First off, your credit history. In 2003, your elected representatives decided that you are entitled to have each major credit reporting bureau — Experian, Equifax, and TransUnion — provide you with a yearly free credit report so you can look at it and make sure you’re not being shafted. In general, they should all look pretty much the same, though they might reflect different things like number of inquiries, depending upon which got hit when you applied for a card. You can get those free reports at annualcreditreport.com. It’s kind of a meta-site that guides you into each of the three bureaus’ sites, and you gotta be careful because you only get one crack at the information. So click carefully, and print it, PDF it, or save it before closing each of the three reports.

However, much has happened since 2003, and you’ve got other options. If you sign up for Credit Karma, which is free, you can actually see both your TransUnion and Equifax reports. Hooray. If you sign up at freecreditscore.com, you can get your Experian report (and your Experian FICO score, as explained below; don’t sign up at its sister site or app called Free Credit Report, or you’ll be forever consigned to paying for your score).

If you want to know your credit score, you actually want your FICO score, and furthermore you want your “FICO 8” score, and you want it on the scale from 300-850. It turns out that they have all kinds of other scores on other scales and that’s well and fine but it’s hard to make sense of the numbers with those. Also, everybody and their cousin, including Credit Karma and many credit cards, are happy to give you a “credit score,” but it’s not actually your FICO score — it’s their approximation of your score (sometimes called a VantageScore). Only the fuckin FICO company has the actual FICO score that banks use. Of course. And each bureau will yield its own FICO score — in my case, two of the three are nearly the same, but Experian is 15 points lower, because that’s the one that Chase and American Express bangs on for NY residents, and I’ve applied for many of their cards lately. Usually, knowing a single bureau’s score ought to be good enough.

One way to not-so-cheap get all three scores for two months is to subscribe to the 3B package at MyFico.com. Do the monthly plan, which will put you out $29.95. Make sure you call to cancel it before it renews — put it on your calendar. (And yes, you have to call.) You’ll still have access to your updated scores for another 20 days or so after that.

If you’re a cheap bastard and you don’t want to pay for your FICO score, and I can’t say I blame you, you can live with the freebie fake score (that I’ve consistently found to be inflated) at Credit Karma. Or you can get it with the right credit cards or services:

  • Experian: American Express personal credit cards, and maybe charge cards, let you see your Experian FICO score.  Just log in to your Amex account online and look for the link on the right. If you don’t have an Amex card, you can also get your Experian FICO score at freecreditscore.com; be prepared for some serious upsell.

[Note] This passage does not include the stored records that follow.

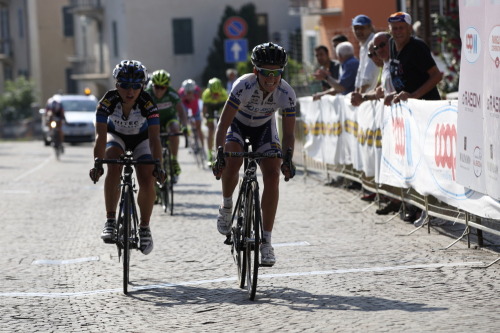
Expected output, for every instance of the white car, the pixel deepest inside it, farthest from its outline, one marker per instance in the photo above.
(79, 111)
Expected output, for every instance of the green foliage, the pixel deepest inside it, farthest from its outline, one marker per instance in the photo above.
(15, 102)
(447, 32)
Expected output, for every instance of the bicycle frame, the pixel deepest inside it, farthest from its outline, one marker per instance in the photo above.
(246, 235)
(127, 227)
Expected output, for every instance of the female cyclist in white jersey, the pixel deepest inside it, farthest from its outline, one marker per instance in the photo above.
(249, 112)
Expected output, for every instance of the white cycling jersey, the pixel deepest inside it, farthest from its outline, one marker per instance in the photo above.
(255, 110)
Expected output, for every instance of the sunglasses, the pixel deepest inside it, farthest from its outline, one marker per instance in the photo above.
(270, 72)
(128, 85)
(381, 45)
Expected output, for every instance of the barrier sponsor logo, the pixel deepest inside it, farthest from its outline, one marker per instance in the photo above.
(441, 133)
(398, 129)
(494, 45)
(445, 144)
(477, 161)
(472, 45)
(493, 104)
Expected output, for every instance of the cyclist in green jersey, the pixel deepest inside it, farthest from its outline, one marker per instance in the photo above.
(170, 109)
(214, 97)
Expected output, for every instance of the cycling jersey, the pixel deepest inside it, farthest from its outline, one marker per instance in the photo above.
(255, 110)
(193, 103)
(143, 114)
(166, 105)
(213, 102)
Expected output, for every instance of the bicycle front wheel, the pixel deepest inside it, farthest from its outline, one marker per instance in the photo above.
(252, 239)
(127, 221)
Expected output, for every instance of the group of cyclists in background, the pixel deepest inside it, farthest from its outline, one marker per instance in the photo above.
(132, 116)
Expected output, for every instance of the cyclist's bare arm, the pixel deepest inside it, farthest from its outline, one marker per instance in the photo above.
(155, 142)
(288, 124)
(225, 120)
(101, 132)
(181, 114)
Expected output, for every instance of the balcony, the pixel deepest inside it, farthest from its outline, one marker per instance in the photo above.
(311, 7)
(89, 8)
(88, 68)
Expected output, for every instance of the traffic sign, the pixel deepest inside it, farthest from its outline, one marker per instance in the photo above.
(235, 27)
(235, 50)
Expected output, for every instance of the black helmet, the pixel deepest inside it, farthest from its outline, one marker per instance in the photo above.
(130, 71)
(269, 54)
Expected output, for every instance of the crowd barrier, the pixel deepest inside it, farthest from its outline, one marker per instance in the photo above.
(405, 151)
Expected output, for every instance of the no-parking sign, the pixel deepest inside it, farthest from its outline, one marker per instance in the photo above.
(235, 27)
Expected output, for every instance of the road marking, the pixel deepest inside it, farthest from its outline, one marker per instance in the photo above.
(228, 279)
(291, 244)
(39, 166)
(63, 262)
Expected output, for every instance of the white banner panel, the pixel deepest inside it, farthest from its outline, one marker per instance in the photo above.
(470, 132)
(323, 127)
(491, 106)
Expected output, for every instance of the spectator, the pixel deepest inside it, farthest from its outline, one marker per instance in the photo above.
(413, 71)
(367, 76)
(378, 52)
(231, 75)
(327, 66)
(349, 66)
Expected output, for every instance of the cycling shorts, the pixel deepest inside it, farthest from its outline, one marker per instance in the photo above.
(211, 109)
(137, 144)
(263, 138)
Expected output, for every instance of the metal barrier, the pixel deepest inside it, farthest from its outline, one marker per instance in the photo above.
(432, 206)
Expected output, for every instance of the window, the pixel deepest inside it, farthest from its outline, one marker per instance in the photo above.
(68, 29)
(183, 36)
(20, 22)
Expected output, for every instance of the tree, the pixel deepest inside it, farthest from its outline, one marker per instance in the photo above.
(15, 102)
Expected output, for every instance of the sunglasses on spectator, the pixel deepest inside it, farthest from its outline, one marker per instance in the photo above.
(269, 72)
(128, 85)
(381, 45)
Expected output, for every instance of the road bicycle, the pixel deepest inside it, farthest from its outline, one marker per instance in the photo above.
(166, 190)
(127, 226)
(247, 233)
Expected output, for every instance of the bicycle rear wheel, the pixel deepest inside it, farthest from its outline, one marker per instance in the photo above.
(237, 240)
(127, 220)
(252, 239)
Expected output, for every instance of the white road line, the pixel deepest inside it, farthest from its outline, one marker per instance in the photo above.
(63, 262)
(263, 276)
(291, 244)
(39, 166)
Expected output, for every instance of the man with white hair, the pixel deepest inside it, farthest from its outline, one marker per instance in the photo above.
(367, 76)
(349, 65)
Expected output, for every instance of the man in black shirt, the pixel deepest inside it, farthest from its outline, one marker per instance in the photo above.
(413, 70)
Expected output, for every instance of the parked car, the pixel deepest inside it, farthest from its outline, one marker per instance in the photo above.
(79, 111)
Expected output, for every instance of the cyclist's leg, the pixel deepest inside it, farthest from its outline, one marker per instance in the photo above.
(114, 148)
(199, 130)
(173, 127)
(146, 194)
(270, 168)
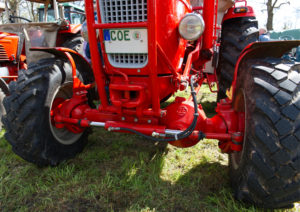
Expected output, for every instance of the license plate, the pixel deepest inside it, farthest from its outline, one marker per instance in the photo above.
(130, 41)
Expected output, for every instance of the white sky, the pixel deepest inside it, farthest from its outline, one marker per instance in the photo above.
(287, 14)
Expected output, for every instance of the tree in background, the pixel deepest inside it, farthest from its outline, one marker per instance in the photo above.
(271, 6)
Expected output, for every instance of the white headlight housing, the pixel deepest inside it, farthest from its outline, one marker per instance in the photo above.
(84, 32)
(191, 26)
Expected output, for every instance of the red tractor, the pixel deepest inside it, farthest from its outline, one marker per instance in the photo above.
(150, 49)
(17, 38)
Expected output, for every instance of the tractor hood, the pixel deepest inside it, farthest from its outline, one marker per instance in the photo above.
(33, 35)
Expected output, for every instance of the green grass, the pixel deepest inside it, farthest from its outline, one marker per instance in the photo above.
(121, 172)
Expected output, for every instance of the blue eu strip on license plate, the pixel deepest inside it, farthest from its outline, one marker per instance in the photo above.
(106, 34)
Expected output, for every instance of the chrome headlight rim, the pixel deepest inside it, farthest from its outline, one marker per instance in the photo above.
(198, 26)
(84, 32)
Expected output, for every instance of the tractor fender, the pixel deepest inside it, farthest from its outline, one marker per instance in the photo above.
(4, 86)
(72, 29)
(262, 50)
(82, 65)
(231, 13)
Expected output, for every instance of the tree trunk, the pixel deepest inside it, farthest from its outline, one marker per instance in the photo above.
(270, 15)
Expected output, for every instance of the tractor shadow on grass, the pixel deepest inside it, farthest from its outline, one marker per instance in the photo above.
(134, 174)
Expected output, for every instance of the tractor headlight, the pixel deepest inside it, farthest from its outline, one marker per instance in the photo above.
(191, 26)
(84, 32)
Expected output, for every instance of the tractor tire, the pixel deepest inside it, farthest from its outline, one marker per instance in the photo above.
(2, 109)
(266, 172)
(75, 43)
(236, 34)
(28, 123)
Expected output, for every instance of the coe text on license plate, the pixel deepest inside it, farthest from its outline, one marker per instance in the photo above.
(130, 41)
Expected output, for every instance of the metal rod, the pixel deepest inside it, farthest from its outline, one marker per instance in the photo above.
(97, 124)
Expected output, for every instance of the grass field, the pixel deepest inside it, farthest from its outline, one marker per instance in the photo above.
(121, 172)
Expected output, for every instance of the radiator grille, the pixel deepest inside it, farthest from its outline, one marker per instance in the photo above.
(128, 60)
(123, 11)
(3, 54)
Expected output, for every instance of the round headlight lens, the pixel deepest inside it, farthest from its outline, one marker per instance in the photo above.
(191, 26)
(84, 32)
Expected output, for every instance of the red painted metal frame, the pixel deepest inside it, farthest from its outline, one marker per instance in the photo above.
(225, 126)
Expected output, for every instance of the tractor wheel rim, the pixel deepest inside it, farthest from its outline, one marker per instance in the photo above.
(236, 157)
(63, 136)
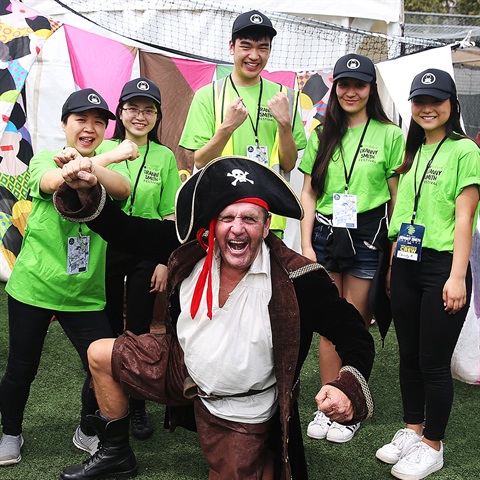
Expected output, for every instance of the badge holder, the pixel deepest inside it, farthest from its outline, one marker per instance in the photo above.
(409, 242)
(78, 252)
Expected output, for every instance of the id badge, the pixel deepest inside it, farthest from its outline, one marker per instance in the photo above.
(409, 242)
(260, 154)
(78, 252)
(344, 210)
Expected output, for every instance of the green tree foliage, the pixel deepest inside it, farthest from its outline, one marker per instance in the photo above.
(461, 7)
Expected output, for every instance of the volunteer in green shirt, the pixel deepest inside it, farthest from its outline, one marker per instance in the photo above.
(60, 270)
(154, 183)
(348, 194)
(431, 281)
(244, 114)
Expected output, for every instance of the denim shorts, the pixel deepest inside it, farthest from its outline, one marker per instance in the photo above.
(365, 260)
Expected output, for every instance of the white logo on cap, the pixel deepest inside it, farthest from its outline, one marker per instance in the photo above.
(428, 78)
(353, 64)
(256, 18)
(239, 176)
(92, 98)
(143, 85)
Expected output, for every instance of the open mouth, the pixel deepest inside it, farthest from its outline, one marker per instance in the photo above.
(237, 245)
(86, 141)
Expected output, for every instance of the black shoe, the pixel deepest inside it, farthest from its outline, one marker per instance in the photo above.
(114, 457)
(141, 426)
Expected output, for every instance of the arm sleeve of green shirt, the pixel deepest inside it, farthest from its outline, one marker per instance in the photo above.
(171, 183)
(200, 124)
(310, 154)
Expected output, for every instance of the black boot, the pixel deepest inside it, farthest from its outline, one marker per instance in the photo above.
(114, 457)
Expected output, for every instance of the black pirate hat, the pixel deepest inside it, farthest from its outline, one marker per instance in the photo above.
(224, 181)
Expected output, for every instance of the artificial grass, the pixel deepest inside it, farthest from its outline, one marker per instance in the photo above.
(52, 415)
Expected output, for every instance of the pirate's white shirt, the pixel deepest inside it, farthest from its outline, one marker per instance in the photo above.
(232, 353)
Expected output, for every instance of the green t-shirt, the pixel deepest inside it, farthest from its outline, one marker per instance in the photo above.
(381, 153)
(154, 194)
(200, 125)
(39, 276)
(455, 166)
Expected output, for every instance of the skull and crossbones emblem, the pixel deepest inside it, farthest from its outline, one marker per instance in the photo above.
(239, 176)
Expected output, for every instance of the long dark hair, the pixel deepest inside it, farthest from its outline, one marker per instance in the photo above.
(119, 133)
(333, 129)
(416, 135)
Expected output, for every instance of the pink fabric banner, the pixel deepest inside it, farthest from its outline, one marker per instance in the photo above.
(197, 74)
(106, 71)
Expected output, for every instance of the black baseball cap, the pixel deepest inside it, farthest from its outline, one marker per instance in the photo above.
(434, 82)
(140, 87)
(356, 66)
(86, 99)
(253, 18)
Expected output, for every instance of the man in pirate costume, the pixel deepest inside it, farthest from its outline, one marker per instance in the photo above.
(236, 287)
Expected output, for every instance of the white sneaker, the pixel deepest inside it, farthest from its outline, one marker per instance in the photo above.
(338, 433)
(319, 426)
(87, 443)
(419, 462)
(10, 446)
(402, 441)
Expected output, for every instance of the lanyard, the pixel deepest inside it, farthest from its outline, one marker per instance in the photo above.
(255, 127)
(349, 175)
(417, 192)
(134, 191)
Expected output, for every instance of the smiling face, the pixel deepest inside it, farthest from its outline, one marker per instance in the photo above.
(250, 58)
(84, 131)
(240, 230)
(353, 97)
(138, 115)
(431, 114)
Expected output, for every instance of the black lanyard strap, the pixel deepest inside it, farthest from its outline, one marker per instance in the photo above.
(254, 126)
(429, 164)
(134, 190)
(349, 175)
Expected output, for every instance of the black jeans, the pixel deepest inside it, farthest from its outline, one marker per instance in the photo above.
(28, 327)
(139, 301)
(427, 336)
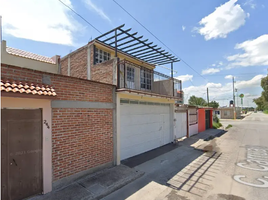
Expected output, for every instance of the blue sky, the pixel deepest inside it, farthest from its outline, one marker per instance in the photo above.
(219, 39)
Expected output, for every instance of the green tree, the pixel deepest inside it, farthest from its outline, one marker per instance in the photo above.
(197, 101)
(262, 101)
(214, 104)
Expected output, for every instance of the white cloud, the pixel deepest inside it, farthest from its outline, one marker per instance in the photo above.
(228, 77)
(98, 10)
(225, 19)
(250, 3)
(255, 53)
(210, 71)
(184, 78)
(45, 21)
(223, 93)
(254, 82)
(217, 64)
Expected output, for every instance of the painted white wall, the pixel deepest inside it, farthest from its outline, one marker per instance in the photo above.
(193, 130)
(25, 103)
(26, 62)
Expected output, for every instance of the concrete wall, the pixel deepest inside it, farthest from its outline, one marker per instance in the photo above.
(163, 87)
(82, 120)
(26, 62)
(193, 130)
(228, 113)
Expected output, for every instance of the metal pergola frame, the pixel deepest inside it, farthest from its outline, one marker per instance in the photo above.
(133, 46)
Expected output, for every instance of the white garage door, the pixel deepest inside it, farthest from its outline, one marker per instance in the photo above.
(180, 124)
(143, 127)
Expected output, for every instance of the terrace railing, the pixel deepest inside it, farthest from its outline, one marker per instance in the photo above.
(135, 77)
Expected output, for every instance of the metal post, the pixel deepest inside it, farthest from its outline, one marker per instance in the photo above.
(125, 75)
(2, 116)
(115, 53)
(172, 79)
(234, 99)
(117, 59)
(208, 97)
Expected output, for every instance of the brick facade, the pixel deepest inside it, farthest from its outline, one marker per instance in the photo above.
(78, 63)
(103, 72)
(81, 138)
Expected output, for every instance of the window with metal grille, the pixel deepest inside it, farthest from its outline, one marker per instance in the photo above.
(192, 116)
(146, 79)
(101, 56)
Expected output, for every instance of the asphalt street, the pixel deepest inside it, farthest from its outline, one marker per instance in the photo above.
(233, 166)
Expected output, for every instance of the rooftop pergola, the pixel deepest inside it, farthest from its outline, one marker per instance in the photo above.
(124, 41)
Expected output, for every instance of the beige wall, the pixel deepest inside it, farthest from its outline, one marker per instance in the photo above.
(163, 87)
(26, 62)
(24, 103)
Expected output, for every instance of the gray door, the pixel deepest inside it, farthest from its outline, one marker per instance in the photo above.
(21, 153)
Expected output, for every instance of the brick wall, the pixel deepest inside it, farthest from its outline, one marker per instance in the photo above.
(78, 63)
(81, 138)
(64, 66)
(103, 72)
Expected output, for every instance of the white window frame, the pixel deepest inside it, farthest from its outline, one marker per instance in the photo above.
(145, 75)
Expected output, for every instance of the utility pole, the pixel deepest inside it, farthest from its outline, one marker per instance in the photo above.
(234, 99)
(208, 97)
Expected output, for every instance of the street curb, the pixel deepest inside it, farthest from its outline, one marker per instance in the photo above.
(119, 185)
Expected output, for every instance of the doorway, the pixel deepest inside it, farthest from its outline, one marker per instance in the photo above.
(21, 153)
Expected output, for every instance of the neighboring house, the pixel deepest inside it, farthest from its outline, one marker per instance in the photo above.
(228, 112)
(145, 98)
(55, 128)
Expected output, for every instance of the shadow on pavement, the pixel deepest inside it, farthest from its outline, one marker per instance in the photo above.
(179, 167)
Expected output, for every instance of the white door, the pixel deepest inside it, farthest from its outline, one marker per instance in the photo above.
(180, 125)
(143, 128)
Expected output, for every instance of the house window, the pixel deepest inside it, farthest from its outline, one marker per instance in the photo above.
(193, 116)
(130, 77)
(226, 113)
(101, 56)
(146, 79)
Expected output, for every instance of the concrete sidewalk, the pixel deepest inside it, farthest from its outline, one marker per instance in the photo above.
(154, 184)
(94, 186)
(103, 183)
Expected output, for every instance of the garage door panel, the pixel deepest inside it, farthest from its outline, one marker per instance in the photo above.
(137, 137)
(139, 148)
(143, 128)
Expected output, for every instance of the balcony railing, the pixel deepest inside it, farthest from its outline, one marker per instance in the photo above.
(134, 77)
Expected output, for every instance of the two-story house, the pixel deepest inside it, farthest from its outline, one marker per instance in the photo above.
(145, 98)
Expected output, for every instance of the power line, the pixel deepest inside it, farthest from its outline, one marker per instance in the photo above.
(159, 39)
(80, 16)
(240, 74)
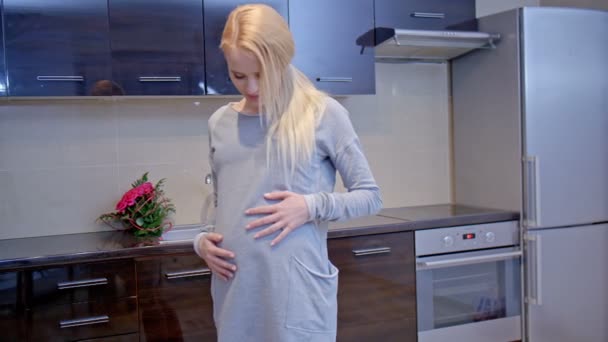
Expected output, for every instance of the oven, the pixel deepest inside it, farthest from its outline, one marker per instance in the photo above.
(468, 284)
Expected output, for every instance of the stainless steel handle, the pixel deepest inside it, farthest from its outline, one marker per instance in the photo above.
(82, 283)
(160, 79)
(188, 274)
(428, 15)
(531, 192)
(534, 295)
(371, 251)
(426, 265)
(60, 78)
(335, 79)
(70, 323)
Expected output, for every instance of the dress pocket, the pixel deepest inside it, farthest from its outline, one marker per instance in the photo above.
(312, 300)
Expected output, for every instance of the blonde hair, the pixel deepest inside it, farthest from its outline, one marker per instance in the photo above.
(289, 102)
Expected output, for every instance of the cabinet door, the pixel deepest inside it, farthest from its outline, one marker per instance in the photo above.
(325, 33)
(425, 14)
(56, 48)
(12, 323)
(216, 13)
(157, 46)
(377, 287)
(174, 299)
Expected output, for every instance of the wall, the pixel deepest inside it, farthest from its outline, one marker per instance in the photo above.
(63, 162)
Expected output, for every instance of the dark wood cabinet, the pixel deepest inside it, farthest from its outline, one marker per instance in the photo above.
(216, 13)
(325, 33)
(3, 85)
(174, 299)
(56, 48)
(377, 287)
(83, 320)
(157, 47)
(425, 14)
(79, 283)
(12, 322)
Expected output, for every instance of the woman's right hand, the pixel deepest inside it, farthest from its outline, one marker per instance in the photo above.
(215, 256)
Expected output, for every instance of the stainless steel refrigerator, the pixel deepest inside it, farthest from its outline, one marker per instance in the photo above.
(530, 129)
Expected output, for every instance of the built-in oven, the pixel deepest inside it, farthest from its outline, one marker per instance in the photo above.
(468, 284)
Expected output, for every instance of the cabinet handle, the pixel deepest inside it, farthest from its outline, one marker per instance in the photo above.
(428, 15)
(81, 283)
(371, 251)
(160, 79)
(70, 323)
(335, 79)
(60, 78)
(188, 274)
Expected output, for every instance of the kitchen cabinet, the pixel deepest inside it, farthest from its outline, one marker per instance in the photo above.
(174, 299)
(425, 14)
(12, 323)
(3, 89)
(216, 12)
(56, 48)
(81, 301)
(325, 33)
(157, 47)
(377, 287)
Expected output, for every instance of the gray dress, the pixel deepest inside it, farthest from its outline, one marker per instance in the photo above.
(286, 292)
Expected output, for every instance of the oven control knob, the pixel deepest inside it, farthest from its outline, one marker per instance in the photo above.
(448, 241)
(490, 237)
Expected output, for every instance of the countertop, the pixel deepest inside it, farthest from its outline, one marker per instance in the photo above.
(85, 247)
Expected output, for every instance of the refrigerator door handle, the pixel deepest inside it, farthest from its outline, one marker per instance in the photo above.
(531, 192)
(534, 294)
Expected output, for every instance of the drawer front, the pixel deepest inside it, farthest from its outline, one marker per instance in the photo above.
(83, 320)
(174, 299)
(120, 338)
(8, 288)
(82, 283)
(377, 286)
(167, 273)
(12, 324)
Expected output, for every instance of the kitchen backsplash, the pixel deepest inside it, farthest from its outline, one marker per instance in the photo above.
(63, 162)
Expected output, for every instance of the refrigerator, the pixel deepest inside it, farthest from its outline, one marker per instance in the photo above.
(530, 133)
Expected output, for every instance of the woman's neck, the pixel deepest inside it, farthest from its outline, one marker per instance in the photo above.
(246, 108)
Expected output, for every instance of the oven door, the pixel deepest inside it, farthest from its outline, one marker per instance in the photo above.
(469, 296)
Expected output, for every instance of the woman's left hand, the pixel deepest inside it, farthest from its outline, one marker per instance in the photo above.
(287, 215)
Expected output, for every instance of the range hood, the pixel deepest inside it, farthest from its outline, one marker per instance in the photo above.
(392, 44)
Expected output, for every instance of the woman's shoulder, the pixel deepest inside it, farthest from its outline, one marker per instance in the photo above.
(334, 113)
(218, 114)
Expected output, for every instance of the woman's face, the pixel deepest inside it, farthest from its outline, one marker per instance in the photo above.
(244, 70)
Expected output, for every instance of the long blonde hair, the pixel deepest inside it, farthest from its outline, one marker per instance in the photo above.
(289, 102)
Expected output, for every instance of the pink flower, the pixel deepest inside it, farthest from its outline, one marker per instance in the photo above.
(131, 196)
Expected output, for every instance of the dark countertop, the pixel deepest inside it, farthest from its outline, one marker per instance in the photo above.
(63, 249)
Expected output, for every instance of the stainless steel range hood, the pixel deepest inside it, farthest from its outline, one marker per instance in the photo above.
(436, 46)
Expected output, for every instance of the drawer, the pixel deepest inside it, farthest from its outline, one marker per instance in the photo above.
(8, 288)
(83, 320)
(120, 338)
(377, 281)
(82, 283)
(425, 14)
(168, 273)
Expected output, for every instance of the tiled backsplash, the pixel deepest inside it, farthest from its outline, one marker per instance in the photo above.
(65, 161)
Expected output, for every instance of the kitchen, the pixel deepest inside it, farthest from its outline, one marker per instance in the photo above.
(54, 149)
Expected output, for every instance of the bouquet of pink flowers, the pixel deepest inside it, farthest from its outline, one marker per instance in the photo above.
(143, 210)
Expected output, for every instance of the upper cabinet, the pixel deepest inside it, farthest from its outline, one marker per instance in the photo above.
(425, 14)
(56, 48)
(157, 47)
(216, 13)
(325, 34)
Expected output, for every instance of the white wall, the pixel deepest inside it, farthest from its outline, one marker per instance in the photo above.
(64, 162)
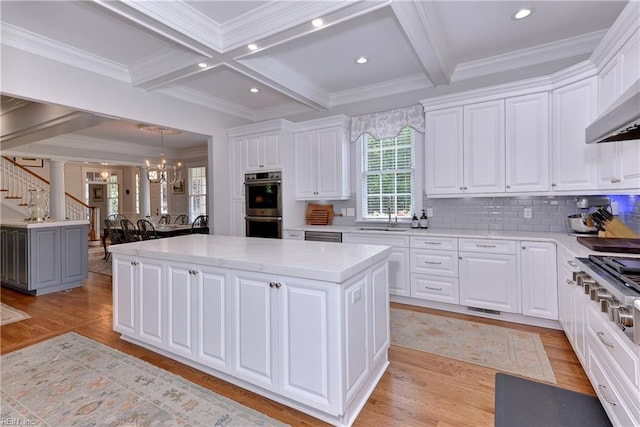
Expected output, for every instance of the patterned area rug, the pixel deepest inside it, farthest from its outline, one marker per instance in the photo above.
(71, 380)
(507, 350)
(10, 314)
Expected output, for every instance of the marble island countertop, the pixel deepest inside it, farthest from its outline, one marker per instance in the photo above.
(333, 262)
(569, 242)
(43, 224)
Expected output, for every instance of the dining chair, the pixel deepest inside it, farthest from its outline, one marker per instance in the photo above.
(200, 222)
(181, 220)
(114, 235)
(146, 229)
(129, 230)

Or you could get the no-fee Amex Everyday card, or try Discover’s creditscorecard.com, which doesn’t even require that you have one of their cards.
  • TransUnion: Barclays, Discover, Bank of America and others let you see your TransUnion FICO score (if you don’t have one of these cards, pick a no-fee option like the Barclays JetBlue card).
  • Equifax: Citi cards are the only ones I know of that let you see your Equifax FICO score, though on a confusing scale of 250-900, so it looks higher than it really is. My way of converting this to the 300-850 scale is: score minus 250, times 0.85, plus 300. It ain’t perfectly accurate, but It’s within 10 points of the real score, in my case.

I’m happy to report that my credit score is not nearly as shitty as it used to be. Redemption is possible!